Starting with the known and proceeding to the unknown is inherently progressive because it recognises that while what is familiar is meaningful, a true end of empowering education is mastery of the unfamiliar. By being inward-looking and self-reflexive, Eurocentrism debilitated itself by cutting off links with the infinite riches of global human knowledge — something which may, in part, explain the slow but inevitable decline of the West. The narcissism and self-laudatory expostulations of Eurocentrism are shortcomings that an Afrocentric approach to knowledge and decolonisation must avoid.

In this epoch, where life in the global village has become an inescapable reality, thanks to rapid technological changes, the need to proceed from the known to the unknown, from the local to the global, has become a priority. We must, if we hope to teach for global relevance, decolonise knowledge to enable students to progress from the known to the unknown.

Related to the foregoing principle is another didactic requirement that has the potential to make the decolonisation of the curriculum effective. This principle refers to the need, when teaching, to proceed from the simple to the complex. Teaching that commences with the known does not only make learning interesting and memorable, but also makes it easy and manageable, for what is familiar is usually simple to grasp. But, when a teacher proceeds to the unknown, an element of complexity is introduced, and mastery of complexity is a key objective of worthwhile teaching and learning. Such mastery is made possible by the foundation that the teacher will have created by having started with the known and simple.

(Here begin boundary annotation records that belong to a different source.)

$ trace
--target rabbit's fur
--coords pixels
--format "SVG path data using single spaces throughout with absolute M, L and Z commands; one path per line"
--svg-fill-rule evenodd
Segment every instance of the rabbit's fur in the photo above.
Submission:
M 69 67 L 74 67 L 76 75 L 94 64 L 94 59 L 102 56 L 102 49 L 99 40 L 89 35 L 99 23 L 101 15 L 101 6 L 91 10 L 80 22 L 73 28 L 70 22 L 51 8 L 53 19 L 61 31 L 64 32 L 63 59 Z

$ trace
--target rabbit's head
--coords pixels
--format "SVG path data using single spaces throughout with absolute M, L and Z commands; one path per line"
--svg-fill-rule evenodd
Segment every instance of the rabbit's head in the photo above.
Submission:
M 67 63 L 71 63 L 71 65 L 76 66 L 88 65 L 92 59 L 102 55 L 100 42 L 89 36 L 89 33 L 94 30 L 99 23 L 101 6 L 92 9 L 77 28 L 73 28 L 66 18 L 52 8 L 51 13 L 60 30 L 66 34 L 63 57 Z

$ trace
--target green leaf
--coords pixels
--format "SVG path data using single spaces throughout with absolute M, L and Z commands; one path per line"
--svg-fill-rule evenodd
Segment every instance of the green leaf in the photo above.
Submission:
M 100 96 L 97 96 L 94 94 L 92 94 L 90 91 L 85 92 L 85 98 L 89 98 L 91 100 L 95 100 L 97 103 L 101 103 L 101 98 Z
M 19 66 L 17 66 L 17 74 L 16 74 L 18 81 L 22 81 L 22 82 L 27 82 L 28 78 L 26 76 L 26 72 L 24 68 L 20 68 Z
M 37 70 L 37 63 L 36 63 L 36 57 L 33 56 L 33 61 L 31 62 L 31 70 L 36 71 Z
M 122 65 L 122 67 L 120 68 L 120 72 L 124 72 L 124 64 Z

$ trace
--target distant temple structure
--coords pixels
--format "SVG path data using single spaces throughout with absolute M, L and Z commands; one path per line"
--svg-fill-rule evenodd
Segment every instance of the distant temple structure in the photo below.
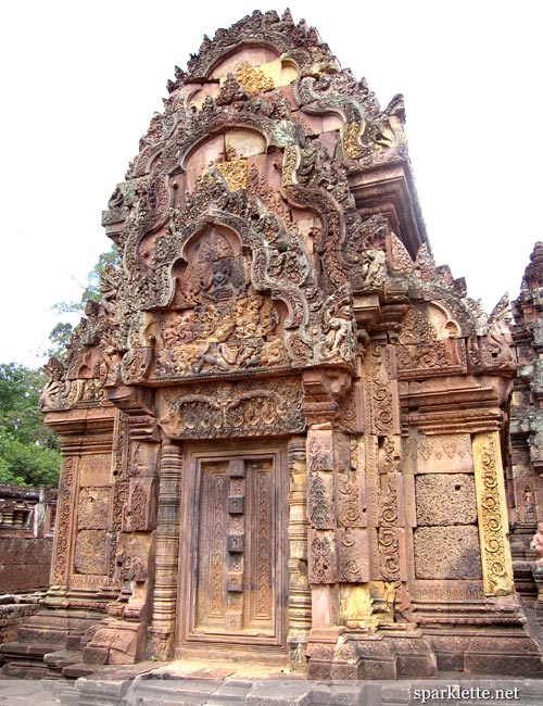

Finally, when decolonising the curriculum, we must remember the unity of human knowledge, for didactic theory also recognises the principle of totality, which is also known as the global principle or the principle of integration. Although each person is a member of a family, a clan and nation, on a higher plane each one of us is a member of a single human race — integrated into the whole by virtue of one’s humanness, confronted with similar human problems on account of being an organic member of the human species, and faced with peculiarities of the same human condition. Decolonised knowledge must therefore be integrated with the totality of human knowledge.

This should be easy to achieve if there is acceptance of the need to progress from the known to the unknown, from the simple to complex, and from the local to the global.

Didactic theory can be applied profitably in the decolonisation project. What it teaches us is that we must not decolonise the curriculum with the intention of basking in the glory of African culture and historical achievements, but with the purpose of employing the known, the simple and the local as a springboard for engagement with the unknown, the complex and the global on a higher international plane, for world citizenship is now unavoidable.

Since that time when early humans left the African savannah (the known, the simple and the local) to explore and inhabit the world beyond (the unknown, the complex and the global), the universalisation of human knowledge has been accelerating apace and the shrinking of the globe into a small village has continued relentlessly. Countries that recognise this fact as an inescapable reality of the future, and educate the young for meaningful participation therein, have a better chance of strengthening themselves and their economies.

Professor Marcus Ramogale is the deputy vice-chancellor for teaching and learning at the Mangosuthu University of Technology.